Clifford Paul

Moose Management Coordinator
Unama’ki Institute of Natural Resources

In advance of the upcoming Indigenous Consultation Atlantic conference, taking place in Moncton on November 7 and 8, 2017, The Canadian Institute took the time to engage with one of the speakers on the program. Conference producer Desiree Finhert interviewed Clifford Paul, the Moose Management Coordinator at the Unama’ki Institute of Natural Resources, in Nova Scotia.

Finhert: Please tell me a little bit about your work as the Moose Management Coordinator for Unama’ki Institute of Natural Resources?

Paul: I am working to build the pillars of what a Mi’kmaq-led moose management plan should look like.  Through community engagement, ongoing discussions with harvesters and community leaders, I have been very successful in bringing Mi’kmaq issues to our Moose Working Group who meet regularly throughout the year.  A strong component of my work is to blend the tenets of traditional knowledge with that of modern Western scientific knowledge and to blend/weave both into the proposed management plan. The MWG is comprised of Mi’kmaq reps, Department of Natural Resources, Parks Canada, etc.  We are also working on a comprehensive management plan for moose that reflects the capacities of our partners – Mi’kmaq, Provincial, and Federal agencies.

Finhert: I understand there are some interesting things happening with moose management in Cape Breton.
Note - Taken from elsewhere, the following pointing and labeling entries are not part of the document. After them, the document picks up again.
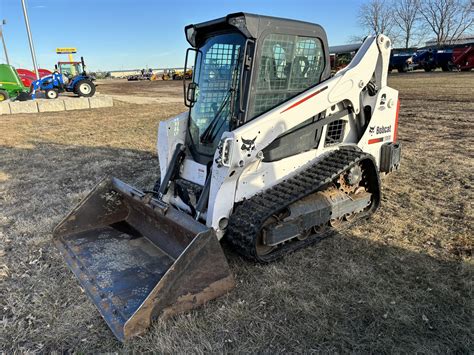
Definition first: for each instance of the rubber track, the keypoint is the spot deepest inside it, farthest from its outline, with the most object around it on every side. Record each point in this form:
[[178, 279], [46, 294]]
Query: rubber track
[[249, 216]]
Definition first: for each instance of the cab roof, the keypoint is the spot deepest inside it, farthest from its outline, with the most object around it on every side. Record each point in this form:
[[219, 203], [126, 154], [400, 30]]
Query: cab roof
[[251, 26]]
Can you tell me more about one of your initiatives?

Paul: I’m currently assisting the Cape Breton Highlands National Park’s with its Bringing Back the Boreal project. This involves successive traditional harvests of moose, where there is a hyperabundance, in a specified 20-square kilometre section of North Mountain.  We are also doing community education, prescribed burns, tree-planting, and studying how vegetation respond in the absence of moose.

Finhert: What will be one thing the audience at the conference will learn from your presentation?
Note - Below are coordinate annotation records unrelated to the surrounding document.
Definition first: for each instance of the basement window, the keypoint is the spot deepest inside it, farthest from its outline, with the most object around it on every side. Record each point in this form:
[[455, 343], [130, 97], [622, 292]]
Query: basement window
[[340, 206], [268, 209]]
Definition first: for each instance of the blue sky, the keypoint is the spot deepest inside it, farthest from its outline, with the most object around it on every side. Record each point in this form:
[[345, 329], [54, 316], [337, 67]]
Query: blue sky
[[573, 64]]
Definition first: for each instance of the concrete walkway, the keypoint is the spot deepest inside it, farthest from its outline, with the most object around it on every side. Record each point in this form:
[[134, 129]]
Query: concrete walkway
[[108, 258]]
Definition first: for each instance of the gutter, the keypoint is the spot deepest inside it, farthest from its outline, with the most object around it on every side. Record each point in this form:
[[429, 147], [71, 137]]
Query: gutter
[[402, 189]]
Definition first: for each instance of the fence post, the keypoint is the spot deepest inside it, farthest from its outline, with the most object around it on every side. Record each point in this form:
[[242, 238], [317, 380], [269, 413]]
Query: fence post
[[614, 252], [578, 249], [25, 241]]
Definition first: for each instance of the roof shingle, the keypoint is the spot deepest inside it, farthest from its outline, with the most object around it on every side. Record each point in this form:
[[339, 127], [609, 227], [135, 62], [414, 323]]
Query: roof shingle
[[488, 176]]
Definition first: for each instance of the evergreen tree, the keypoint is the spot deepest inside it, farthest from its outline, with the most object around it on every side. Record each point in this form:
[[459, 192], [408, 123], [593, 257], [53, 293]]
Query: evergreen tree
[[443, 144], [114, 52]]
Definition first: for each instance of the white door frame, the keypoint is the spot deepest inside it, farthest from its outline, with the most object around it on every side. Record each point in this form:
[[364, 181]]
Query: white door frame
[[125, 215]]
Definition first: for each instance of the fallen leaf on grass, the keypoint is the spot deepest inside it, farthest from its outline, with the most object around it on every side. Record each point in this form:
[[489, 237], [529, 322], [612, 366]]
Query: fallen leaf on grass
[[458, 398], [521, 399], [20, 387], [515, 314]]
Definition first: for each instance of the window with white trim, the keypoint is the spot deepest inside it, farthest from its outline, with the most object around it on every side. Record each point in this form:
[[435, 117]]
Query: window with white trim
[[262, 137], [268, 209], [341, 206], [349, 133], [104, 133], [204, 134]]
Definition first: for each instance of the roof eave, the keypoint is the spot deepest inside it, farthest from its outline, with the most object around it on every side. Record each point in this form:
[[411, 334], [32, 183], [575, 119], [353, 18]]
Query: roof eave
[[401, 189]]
Paul: I hope the audience learns that moose and moose habitat is very important to the Mi’kmaq people and that we have successfully provided strong input into the management of both.  It is our way – the Mi’kmaq way – of conveying a unique promotion of aboriginal stewardship. 
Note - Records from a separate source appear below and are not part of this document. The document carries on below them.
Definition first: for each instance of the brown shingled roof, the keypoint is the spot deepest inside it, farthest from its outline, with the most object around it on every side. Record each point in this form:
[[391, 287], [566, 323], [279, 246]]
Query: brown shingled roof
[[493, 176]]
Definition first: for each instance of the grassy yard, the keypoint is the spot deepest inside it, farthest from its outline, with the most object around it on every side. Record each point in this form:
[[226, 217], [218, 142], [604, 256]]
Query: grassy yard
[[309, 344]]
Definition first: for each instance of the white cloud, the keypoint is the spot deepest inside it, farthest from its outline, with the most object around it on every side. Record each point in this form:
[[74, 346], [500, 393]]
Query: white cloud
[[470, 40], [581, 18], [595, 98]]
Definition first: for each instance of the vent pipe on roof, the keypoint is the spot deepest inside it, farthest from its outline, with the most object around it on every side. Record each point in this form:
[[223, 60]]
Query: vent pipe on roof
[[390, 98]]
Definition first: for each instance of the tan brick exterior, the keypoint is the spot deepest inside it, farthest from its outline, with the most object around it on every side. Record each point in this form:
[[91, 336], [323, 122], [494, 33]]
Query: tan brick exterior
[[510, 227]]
Finhert: Which other speaker, or which other presentation, are you interested in hearing while at the conference?

Paul: All of them!

Paul will be discussing “Applying Indigenous Traditional Knowledge and Science” with his co-presenter Cecelia Brooks, who is the Research Director and Indigenous Knowledge Specialist at the Assembly of First Nations Chiefs as well as the Water Grandmother at the Canadian Rivers Institute at the University of New Brunswick. Their discussion will take place, at the Crowne Plaza Downtown hotel in Moncton on November 7, 2017.